L'incursione della magistratura rischia in qualche modo di bloccare lo sviluppo di Milano?
"Sicuramente l'ha bloccato. Poi se l'intervento sia giustificato o meno, non lo so. Le posso dire che io non ho ben capito quale sia il reato che viene contestato al sindaco Sala".
Sala ha fatto bene a non dimettersi?
"Ha fatto bene. L'avviso di garanzia dovrebbe essere una garanzia per chi lo riceve. Non è un capo di imputazione. Altrimenti si raggiunge il risultato contrario alla garanzia".
Lei ricorda l'atteggiamento della sinistra sulla vicenda Toti, fece addirittura una manifestazione a Genova contro di lui e oggi si scopre garantista con Sala. Giustizialismo e garantismo a fasi alterne?
"La politica agisce secondo il principio di convenienza. La politica di qualunque colore".
Come la legge l'assalto giustizialista dei Cinque stelle anche rispetto alle inchieste che stanno colpendo il Pd sia a Milano che nelle Marche?
"Partiamo dal concetto che non condivido i termini giustizialista e garantista: appartengono alla polemica non all'analisi scientifica. Sui Cinque Stelle io penso una cosa semplicissima: nella loro carta d'identità c'è un approccio molto vicino a quello della magistratura inquirente, è una caratteristica che sta dentro il loro modo di essere, fa parte dei caratteri fondativi di quel partito".
Ed è ragionevole?
"Non la condivido ma la rispetto. La politica deve mantenere una propria autonomia di giudizio. Non deve schiacciarsi sulle posizioni dell'accusa perché chi decide è il giudice, non il pubblico ministero. Quante giunte sono cadute per accuse poi rivelatesi infondate? Penso per esempio alla Basilicata; cadde la giunta di centro sinistra per accuse poi rivelatesi infondate. Ma nel frattempo vinse le elezioni il centro destra. Ci saranno certamente esempi di carattere opposto. I giudici si occupino dei processi e i politici si occupino delle giunte".
Un esempio?
"Bibbiano. È stata montata una campagna che è durata mesi e che ha portato danni gravi alla reputazione di persone che poi sono risultate innocenti".

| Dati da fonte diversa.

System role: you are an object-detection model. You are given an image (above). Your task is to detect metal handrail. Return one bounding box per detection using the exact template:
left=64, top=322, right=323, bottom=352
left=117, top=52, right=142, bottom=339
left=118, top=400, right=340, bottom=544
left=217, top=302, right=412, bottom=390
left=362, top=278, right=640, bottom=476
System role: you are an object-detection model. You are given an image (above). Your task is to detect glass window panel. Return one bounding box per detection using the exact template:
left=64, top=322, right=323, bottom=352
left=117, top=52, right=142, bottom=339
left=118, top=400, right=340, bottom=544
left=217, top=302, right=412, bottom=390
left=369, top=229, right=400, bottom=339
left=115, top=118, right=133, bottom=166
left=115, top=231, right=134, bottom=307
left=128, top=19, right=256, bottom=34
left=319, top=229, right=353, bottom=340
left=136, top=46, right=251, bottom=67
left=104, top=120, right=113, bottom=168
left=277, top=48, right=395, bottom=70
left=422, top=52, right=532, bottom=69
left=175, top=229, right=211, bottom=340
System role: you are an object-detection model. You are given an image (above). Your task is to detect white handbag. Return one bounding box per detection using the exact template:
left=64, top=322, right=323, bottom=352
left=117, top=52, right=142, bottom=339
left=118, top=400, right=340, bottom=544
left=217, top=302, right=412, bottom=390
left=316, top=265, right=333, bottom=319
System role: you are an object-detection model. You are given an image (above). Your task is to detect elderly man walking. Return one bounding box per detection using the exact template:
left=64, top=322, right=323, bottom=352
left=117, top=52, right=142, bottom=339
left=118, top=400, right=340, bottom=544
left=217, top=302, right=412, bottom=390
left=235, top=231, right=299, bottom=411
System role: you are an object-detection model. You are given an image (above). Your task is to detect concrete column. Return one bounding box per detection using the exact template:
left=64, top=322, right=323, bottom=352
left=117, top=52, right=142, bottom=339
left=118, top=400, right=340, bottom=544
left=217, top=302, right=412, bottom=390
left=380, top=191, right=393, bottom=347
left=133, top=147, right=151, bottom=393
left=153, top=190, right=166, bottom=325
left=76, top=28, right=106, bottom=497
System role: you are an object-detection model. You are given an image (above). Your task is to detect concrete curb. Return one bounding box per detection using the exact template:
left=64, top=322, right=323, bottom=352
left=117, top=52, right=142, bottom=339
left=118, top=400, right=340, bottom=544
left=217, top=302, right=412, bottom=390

Una riforma della giustizia necessaria oggi quale sarebbe per lei?
"Sicuramente c'è il problema di rendere veloci i processi".
Separazione delle carriere?
"Credo che la riforma Cartabia, che prevedeva che si potesse cambiare funzione soltanto una volta e solo nei primi 10 anni, non fosse sbagliata. Attuava la separazione però nel frattempo stabiliva che se io vinco un concorso in magistratura, poi comincio a fare il pm ma mi accorgo che non mi sento adatto per farlo, beh, in quel caso ho una possibilità di passare da Pm a giudice o viceversa".
E sui due Csm cosa pensa?
"Che sarebbe meglio lasciare un solo Csm con due sezioni distaccate, una per i pm e una per i giudici".
Non crede che i Pm siano una casta?
"Io dico che dopo la riforma ci troveremo davanti a una iper-casta, che produrrà maggiori danni rispetto a quelli ai quali siamo di fronte oggi. Per come è stata fatta la separazione delle carriere, si tratta di una riforma suicida. E poi ritengo che il sorteggio dei magistrati sia una pia illusione che non cancellerà il sistema delle correnti".
Cosa è che non va nel dibattito politico sulla giustizia?
"Sulla giustizia noto da tutte le parti una prevalenza delle ideologie. Temo la perdita dei fondi del PNRR dovuta alla lentezza dei procedimenti. Per quanto il CSM si sia dato da fare per fare concorsi per i magistrati, ancora non ci siamo e rischiamo di perderli. E questo è un problema grave".
Il ministro Nordio ha ribadito di voler intervenire sulla carcerazione preventiva.
"Sicuramente occorre una maggiore prudenza nella custodia cautelare quando non strettamente necessaria. Una prudenza come in tutti i casi nei quali si usano mezzi limitativi della libertà e mezzi che incidono sulla reputazione. Io ritengo che un grande diritto della modernità sia il diritto alla reputazione dei cittadini, non sufficientemente salvaguardato. Quando l'informazione diventa l'altoparlante delle Procure della Repubblica, si apre un problema di civiltà".
Di chi è la colpa?
"Forse c'è un problema di etica professionale sia da parte di alcuni giornalisti sia da parte di alcune Procure".